[Cross-posted at Digital Fourth]
The NSA has just vigorously denied that their new Utah Data Center, intended for storing and processing intelligence data, will be used to spy on US citizens. The center will have a capacity of at least one yottabyte, and will provide employment for 100-200 people. With the most generous assumptions [200 employees, all employed only on reviewing the data 24/7, only one yottabyte of data, ten years to collect the yottabyte, 5GB per two-hour movie], each employee would be responsible on average for reviewing
4500 billion terabytes, or approximately 23 million years’ worth of Blu-ray quality movies, every year.
This astounding and continually increasing mismatch shows that we are well beyond the point where law enforcement is able to have a human review a manageable amount of the data in its possession potentially relating to terrorist threats. Computer processing power doubles every two years, but law enforcement employment is rising at a rate of about 7% every ten years, and nobody’s going to pay for it to double every two years instead. Purely machine-based review inevitably carries with it a far higher probability that important things will be missed, even if we were to suppose that the data was entirely accurate to begin with – which it certainly is not.
So none of us should be surprised that the FBI and the other agencies who have claimed the ability to prevent terrorist attacks, failed to prevent the Boston Marathon bombings. With this ocean of data, no matter how much artificial intelligence you use, your chances are very remote of being able to catch a threat ahead of time. Of course, after an attack, and especially once you have a suspect, you can go back and do a search on all the data points in the ocean that you almost inevitably missed. Why was Tamerlan Tsarnaev, the elder of the Boston Marathon bombing suspects and one of around 750,000 people in the TIDE database, was not stopped at the border? Why was facial recognition software not able to flag him as a match for a suspect? Why do the fusion centers, intended to synthesize data into actionable “suspicious activity reports”, flag things too late for them to be of any use? Why is the Air Force panicking a little at not having enough people to process the data provided by our drone fleet? Because there’s not only too much data, but much too much too much.
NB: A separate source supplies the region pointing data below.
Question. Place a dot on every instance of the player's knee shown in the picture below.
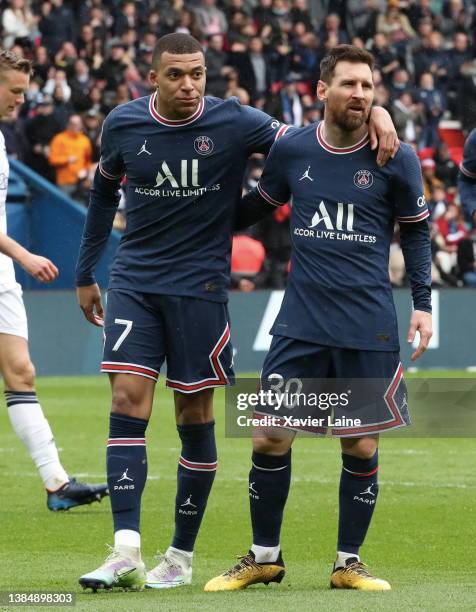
(19, 374)
(269, 445)
(363, 448)
(193, 408)
(125, 401)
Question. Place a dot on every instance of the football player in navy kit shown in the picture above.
(467, 178)
(337, 319)
(184, 156)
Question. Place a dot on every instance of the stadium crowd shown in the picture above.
(93, 55)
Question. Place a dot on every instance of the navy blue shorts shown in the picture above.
(193, 335)
(346, 386)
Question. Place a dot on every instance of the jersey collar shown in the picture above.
(174, 122)
(340, 150)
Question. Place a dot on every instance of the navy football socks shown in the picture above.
(357, 498)
(126, 469)
(269, 481)
(195, 476)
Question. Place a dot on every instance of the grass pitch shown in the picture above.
(421, 540)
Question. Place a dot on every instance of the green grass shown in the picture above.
(421, 540)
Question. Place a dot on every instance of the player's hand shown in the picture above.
(89, 300)
(420, 322)
(382, 134)
(39, 267)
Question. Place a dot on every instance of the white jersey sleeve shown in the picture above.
(7, 272)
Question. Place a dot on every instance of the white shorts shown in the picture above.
(12, 313)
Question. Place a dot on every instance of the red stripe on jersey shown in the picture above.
(363, 474)
(214, 356)
(194, 465)
(338, 150)
(389, 398)
(129, 368)
(268, 198)
(414, 218)
(126, 442)
(174, 122)
(282, 130)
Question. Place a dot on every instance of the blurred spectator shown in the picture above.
(90, 56)
(218, 68)
(57, 78)
(40, 130)
(446, 169)
(81, 83)
(395, 25)
(274, 233)
(386, 58)
(332, 29)
(437, 204)
(291, 104)
(300, 14)
(467, 260)
(56, 25)
(456, 18)
(433, 58)
(112, 69)
(407, 117)
(234, 88)
(210, 19)
(452, 228)
(430, 182)
(92, 122)
(41, 64)
(16, 142)
(70, 154)
(362, 17)
(18, 23)
(127, 19)
(63, 108)
(400, 82)
(434, 104)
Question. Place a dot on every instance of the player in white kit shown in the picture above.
(16, 368)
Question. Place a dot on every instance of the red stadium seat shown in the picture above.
(247, 256)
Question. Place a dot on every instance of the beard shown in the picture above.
(348, 122)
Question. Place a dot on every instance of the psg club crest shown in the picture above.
(363, 179)
(203, 145)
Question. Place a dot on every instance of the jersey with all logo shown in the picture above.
(183, 181)
(467, 177)
(343, 212)
(7, 272)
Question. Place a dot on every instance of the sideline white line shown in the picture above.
(296, 479)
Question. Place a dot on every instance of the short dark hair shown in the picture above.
(177, 44)
(344, 53)
(12, 61)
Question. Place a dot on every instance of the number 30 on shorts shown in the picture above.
(125, 333)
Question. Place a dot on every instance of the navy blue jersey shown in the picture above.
(183, 179)
(467, 177)
(344, 208)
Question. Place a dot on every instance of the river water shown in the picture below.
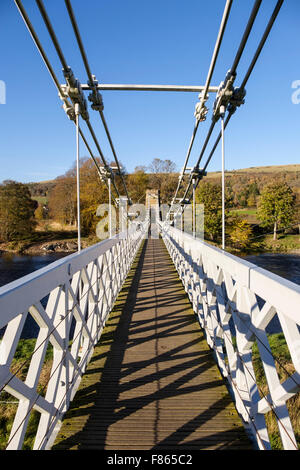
(14, 266)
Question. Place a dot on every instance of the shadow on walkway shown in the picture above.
(152, 382)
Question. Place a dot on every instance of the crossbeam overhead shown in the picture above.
(129, 87)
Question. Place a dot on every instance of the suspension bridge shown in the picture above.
(151, 330)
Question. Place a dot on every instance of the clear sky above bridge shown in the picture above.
(147, 42)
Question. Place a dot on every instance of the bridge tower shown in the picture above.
(152, 206)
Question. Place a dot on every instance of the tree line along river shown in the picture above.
(13, 266)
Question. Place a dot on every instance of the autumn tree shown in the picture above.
(240, 235)
(162, 177)
(137, 183)
(210, 195)
(276, 206)
(62, 199)
(16, 211)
It’s in this context, then, that we should understand the calls for more surveillance after the Boston Marathon attacks for what they are. More cameras, more surveillance drones and more wiretapping, without many more humans to process the data, will make this problem worse, not better. These calls are being driven not by a realistic assessment that surveillance will help prevent the next attack, but by the internal incentives of the players in this market. Neither the drone manufacturers, nor law enforcement, nor elected officials, have an interest in being the ones to call a halt. So instead they’re promoting automation – automated drones, automated surveillance, and email scanning software techniques – which inevitably has a much higher error rate than review by humans.
It’s much easier to claim you need more data, than to solve the mismatch problem. The real solution is much harder politically. In truth, we don’t need a terrorism database with 750,000 names on it. There are not 750,000 people out there who pose any sort of realistic threat to America. If the “terrorism watch list” were limited by law to a thousand records, then law enforcement would have to focus only on the thousand most serious threats. Given the real and likely manpower of the federal government, and the rarity of actual terrorism, that’s more than enough. If law enforcement used the power of the Fourth Amendment, instead of trying to find ways round it, it could focus more on the highest-probability threats.
If law enforcement leveled with the public about their increasingly limited ability to thwart attacks ahead of time, instead of selling us a bill of goods to make us feel safe, they would catch less heat when they fail. They’re going to miss stuff. That’s inevitable under both a tight and a loose system. But a tight system has the added advantages that it protects more people’s liberties, and costs a lot less.